From: Avi K. <av...@qu...> - 2008-04-21 10:29:59

From: Anthony Liguori <ali...@us...>

This patch introduces a gfn_to_pfn() function and corresponding functions like
kvm_release_pfn_dirty().  Using these new functions, we can modify the x86
MMU to no longer assume that it can always get a struct page for any given gfn.

We don't want to eliminate gfn_to_page() entirely because a number of places
assume they can do gfn_to_page() and then kmap() the results.  When we support
IO memory, gfn_to_page() will fail for IO pages although gfn_to_pfn() will
succeed.

This does not implement support for avoiding reference counting for reserved
RAM or for IO memory.  However, it should make those things pretty straight
forward.

Since we're only introducing new common symbols, I don't think it will break
the non-x86 architectures but I haven't tested those.  I've tested Intel,
AMD, NPT, and hugetlbfs with Windows and Linux guests.
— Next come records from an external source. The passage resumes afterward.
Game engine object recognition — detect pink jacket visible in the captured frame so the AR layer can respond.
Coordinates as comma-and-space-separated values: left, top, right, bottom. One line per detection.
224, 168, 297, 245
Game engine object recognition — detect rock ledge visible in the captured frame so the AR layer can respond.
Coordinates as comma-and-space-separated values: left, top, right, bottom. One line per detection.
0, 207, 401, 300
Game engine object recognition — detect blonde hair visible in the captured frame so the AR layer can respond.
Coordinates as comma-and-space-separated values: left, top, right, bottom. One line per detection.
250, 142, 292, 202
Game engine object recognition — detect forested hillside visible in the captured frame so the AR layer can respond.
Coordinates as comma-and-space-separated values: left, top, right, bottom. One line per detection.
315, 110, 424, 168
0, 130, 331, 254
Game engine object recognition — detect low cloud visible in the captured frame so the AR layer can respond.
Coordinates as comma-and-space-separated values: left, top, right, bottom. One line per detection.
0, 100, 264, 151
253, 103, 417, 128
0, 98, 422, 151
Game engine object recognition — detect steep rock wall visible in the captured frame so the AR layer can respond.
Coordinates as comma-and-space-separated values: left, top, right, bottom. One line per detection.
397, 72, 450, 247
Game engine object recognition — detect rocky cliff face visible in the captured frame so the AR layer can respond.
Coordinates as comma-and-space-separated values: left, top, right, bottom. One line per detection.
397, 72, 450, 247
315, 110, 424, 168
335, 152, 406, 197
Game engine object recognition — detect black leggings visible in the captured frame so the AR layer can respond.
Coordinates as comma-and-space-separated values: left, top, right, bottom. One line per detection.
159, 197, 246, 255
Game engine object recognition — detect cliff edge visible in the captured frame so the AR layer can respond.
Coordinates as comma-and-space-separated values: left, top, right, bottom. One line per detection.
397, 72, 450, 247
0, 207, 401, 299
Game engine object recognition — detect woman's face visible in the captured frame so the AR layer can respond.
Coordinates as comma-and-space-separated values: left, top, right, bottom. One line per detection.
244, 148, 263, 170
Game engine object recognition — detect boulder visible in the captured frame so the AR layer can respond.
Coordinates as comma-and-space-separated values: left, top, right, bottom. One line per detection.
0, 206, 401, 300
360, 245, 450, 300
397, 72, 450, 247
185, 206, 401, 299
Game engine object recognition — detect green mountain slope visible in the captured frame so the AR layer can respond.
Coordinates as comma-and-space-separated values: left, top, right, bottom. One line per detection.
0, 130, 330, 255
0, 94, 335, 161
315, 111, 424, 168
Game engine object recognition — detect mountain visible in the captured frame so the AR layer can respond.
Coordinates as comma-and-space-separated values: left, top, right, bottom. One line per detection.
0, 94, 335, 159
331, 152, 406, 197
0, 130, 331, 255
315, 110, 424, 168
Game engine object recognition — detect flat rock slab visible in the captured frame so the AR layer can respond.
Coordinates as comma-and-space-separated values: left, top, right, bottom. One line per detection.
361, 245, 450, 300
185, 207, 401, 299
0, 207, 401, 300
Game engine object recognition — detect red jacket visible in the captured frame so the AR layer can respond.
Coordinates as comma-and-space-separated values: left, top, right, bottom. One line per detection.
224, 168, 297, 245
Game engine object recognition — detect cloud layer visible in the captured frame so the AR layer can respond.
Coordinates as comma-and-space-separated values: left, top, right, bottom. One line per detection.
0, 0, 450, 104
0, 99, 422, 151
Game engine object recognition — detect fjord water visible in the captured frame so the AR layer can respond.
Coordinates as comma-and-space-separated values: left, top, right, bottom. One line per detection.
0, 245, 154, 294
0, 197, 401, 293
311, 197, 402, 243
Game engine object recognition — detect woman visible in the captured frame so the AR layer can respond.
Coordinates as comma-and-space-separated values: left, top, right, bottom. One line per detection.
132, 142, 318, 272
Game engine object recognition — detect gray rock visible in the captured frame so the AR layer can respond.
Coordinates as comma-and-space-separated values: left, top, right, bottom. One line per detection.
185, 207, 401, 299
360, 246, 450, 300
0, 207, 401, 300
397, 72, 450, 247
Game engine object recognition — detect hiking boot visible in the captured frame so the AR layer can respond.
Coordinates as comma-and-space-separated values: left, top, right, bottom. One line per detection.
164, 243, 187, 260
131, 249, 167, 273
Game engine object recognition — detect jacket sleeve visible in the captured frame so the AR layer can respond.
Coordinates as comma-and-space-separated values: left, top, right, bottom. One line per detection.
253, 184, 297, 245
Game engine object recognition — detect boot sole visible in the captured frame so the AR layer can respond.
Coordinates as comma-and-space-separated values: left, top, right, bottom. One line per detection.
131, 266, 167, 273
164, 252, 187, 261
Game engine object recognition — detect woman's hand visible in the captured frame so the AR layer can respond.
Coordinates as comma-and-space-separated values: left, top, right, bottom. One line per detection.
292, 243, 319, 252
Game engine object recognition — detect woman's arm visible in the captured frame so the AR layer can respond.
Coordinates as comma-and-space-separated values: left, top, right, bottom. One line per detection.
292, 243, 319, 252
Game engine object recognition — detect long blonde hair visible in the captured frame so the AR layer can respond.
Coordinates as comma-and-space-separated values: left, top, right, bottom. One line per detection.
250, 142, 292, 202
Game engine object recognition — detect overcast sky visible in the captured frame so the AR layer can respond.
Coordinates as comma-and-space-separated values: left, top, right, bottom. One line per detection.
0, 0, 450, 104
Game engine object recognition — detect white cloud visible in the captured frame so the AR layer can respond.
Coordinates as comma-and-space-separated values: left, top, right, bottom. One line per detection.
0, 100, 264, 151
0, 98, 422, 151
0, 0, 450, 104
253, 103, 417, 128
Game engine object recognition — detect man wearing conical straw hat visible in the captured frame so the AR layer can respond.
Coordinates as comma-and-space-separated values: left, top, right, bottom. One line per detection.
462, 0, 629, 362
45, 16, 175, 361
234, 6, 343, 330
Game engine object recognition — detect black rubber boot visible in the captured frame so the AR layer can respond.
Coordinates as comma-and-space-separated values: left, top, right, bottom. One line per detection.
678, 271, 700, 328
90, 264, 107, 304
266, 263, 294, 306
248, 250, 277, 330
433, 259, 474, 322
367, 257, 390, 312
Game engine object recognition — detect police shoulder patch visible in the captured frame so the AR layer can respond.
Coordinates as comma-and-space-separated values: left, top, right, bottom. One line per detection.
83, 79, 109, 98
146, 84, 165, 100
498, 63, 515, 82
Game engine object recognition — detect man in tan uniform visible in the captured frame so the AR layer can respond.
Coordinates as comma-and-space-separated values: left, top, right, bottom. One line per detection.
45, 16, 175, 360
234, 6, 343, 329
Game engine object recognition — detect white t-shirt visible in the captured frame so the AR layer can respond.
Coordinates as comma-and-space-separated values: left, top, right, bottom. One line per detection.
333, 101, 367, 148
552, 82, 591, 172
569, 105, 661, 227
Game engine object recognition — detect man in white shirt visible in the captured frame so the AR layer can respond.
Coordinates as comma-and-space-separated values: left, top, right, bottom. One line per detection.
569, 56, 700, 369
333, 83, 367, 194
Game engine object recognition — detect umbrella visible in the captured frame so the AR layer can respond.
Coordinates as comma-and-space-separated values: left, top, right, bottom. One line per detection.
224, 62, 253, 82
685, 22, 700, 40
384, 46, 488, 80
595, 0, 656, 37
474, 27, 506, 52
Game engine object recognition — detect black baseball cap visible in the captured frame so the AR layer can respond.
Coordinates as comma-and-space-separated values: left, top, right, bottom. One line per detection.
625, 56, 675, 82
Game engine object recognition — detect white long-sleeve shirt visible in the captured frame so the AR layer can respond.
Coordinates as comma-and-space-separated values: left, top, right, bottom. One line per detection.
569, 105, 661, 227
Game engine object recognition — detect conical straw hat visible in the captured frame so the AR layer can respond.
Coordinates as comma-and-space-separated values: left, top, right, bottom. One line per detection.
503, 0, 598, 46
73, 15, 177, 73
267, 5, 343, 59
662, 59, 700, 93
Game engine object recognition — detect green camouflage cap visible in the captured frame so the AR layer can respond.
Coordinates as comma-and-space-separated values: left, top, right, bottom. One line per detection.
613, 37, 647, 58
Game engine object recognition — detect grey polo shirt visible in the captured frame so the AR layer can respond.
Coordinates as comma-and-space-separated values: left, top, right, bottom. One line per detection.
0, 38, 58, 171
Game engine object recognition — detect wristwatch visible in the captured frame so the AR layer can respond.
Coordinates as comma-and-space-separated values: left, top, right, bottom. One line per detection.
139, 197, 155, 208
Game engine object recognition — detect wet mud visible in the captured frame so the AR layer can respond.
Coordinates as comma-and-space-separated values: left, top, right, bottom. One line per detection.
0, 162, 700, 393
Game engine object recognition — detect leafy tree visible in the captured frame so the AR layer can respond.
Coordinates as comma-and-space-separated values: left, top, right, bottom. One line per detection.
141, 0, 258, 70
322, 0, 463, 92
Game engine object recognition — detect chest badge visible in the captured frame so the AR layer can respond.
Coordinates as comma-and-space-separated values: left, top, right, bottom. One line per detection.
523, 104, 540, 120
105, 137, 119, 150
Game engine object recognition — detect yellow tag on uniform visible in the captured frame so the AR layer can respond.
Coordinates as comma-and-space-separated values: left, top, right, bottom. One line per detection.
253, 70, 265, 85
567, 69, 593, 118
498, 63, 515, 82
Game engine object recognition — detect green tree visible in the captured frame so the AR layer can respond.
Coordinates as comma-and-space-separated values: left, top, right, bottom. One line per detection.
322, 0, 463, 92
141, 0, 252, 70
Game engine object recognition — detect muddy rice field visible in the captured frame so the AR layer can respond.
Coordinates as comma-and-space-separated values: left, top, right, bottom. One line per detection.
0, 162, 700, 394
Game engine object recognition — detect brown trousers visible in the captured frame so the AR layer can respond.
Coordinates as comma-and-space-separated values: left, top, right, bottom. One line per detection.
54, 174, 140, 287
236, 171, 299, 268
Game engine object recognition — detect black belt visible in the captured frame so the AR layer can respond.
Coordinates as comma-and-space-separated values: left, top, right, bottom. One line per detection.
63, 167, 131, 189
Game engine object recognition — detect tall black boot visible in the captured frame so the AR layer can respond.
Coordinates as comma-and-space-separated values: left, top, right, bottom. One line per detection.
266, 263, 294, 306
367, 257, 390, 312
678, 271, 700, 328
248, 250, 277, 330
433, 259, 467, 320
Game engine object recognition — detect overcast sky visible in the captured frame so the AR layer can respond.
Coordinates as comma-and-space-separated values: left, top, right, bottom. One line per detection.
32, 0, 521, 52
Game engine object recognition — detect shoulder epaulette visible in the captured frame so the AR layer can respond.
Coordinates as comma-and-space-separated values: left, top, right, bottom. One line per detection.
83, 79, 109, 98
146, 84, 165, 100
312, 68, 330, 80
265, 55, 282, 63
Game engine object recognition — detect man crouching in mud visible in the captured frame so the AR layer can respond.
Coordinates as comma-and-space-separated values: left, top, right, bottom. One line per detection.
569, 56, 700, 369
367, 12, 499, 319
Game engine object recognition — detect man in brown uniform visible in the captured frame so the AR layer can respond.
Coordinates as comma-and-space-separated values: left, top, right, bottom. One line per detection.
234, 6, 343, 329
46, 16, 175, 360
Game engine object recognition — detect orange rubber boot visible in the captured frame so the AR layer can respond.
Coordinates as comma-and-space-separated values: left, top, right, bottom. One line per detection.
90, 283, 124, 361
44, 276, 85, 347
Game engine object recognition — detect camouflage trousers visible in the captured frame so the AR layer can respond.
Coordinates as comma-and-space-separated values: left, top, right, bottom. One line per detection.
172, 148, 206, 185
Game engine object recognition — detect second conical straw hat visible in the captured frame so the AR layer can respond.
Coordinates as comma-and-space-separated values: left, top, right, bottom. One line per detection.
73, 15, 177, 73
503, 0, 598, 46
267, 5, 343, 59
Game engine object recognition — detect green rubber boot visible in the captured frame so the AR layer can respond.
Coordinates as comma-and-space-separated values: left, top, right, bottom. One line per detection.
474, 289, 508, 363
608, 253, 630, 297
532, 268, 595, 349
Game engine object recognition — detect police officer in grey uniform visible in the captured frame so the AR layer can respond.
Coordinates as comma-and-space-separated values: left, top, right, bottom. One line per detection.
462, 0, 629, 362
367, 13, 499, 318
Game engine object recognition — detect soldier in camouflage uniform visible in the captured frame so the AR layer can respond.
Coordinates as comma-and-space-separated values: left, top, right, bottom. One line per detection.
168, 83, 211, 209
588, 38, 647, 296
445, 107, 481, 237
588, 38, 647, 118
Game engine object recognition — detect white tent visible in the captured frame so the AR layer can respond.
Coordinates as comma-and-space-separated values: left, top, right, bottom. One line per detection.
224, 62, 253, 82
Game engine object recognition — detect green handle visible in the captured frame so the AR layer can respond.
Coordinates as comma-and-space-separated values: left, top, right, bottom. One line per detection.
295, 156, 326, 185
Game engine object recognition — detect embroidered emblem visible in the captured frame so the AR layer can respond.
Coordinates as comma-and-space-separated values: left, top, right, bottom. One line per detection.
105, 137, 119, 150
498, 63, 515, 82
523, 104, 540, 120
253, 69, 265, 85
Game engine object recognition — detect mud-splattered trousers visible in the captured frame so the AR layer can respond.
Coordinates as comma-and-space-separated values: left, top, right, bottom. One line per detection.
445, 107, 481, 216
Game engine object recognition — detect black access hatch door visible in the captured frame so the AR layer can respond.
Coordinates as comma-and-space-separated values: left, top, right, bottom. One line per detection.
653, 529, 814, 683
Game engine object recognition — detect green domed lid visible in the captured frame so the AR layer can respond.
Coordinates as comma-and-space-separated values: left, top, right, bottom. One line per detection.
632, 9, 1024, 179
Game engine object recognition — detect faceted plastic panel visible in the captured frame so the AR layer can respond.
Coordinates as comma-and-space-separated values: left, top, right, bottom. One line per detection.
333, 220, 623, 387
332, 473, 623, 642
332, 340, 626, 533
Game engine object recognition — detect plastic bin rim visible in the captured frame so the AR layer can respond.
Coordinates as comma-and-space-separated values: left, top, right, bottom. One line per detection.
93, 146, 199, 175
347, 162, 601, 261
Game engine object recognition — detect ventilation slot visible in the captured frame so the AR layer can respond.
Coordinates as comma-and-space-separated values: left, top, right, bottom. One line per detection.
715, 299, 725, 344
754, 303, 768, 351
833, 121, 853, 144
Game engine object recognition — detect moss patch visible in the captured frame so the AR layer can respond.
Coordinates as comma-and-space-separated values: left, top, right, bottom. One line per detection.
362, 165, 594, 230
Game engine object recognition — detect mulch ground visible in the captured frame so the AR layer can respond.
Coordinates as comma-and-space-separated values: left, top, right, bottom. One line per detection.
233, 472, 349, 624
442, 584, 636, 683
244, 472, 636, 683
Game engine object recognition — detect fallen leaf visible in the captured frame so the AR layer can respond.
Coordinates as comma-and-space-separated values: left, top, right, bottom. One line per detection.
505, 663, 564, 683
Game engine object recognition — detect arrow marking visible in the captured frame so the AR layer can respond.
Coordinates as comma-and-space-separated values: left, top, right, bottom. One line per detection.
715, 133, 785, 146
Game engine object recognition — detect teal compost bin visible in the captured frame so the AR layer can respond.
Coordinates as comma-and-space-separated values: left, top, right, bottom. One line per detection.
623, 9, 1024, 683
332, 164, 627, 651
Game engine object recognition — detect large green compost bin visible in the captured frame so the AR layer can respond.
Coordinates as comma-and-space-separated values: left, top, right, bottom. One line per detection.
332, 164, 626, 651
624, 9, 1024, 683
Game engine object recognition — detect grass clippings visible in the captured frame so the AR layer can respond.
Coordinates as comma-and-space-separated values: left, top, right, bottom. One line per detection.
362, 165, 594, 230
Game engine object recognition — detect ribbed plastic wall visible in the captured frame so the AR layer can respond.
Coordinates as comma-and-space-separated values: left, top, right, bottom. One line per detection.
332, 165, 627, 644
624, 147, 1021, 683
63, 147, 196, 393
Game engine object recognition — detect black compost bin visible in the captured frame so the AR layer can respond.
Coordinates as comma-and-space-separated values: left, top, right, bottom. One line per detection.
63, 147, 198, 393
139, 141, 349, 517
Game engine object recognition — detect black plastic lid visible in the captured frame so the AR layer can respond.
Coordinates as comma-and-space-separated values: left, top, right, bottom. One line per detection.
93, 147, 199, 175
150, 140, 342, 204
[avi: fix overflow when shifting left pfns by adding casts]

Signed-off-by: Anthony Liguori <ali...@us...>
Signed-off-by: Avi Kivity <av...@qu...>
---
 arch/x86/kvm/mmu.c         |   89 +++++++++++++++++++++----------------------
 arch/x86/kvm/paging_tmpl.h |   26 ++++++------
 include/asm-x86/kvm_host.h |    4 +-
 include/linux/kvm_host.h   |   12 ++++++
 include/linux/kvm_types.h  |    2 +
 virt/kvm/kvm_main.c        |   68 ++++++++++++++++++++++++++++++---
 6 files changed, 133 insertions(+), 68 deletions(-)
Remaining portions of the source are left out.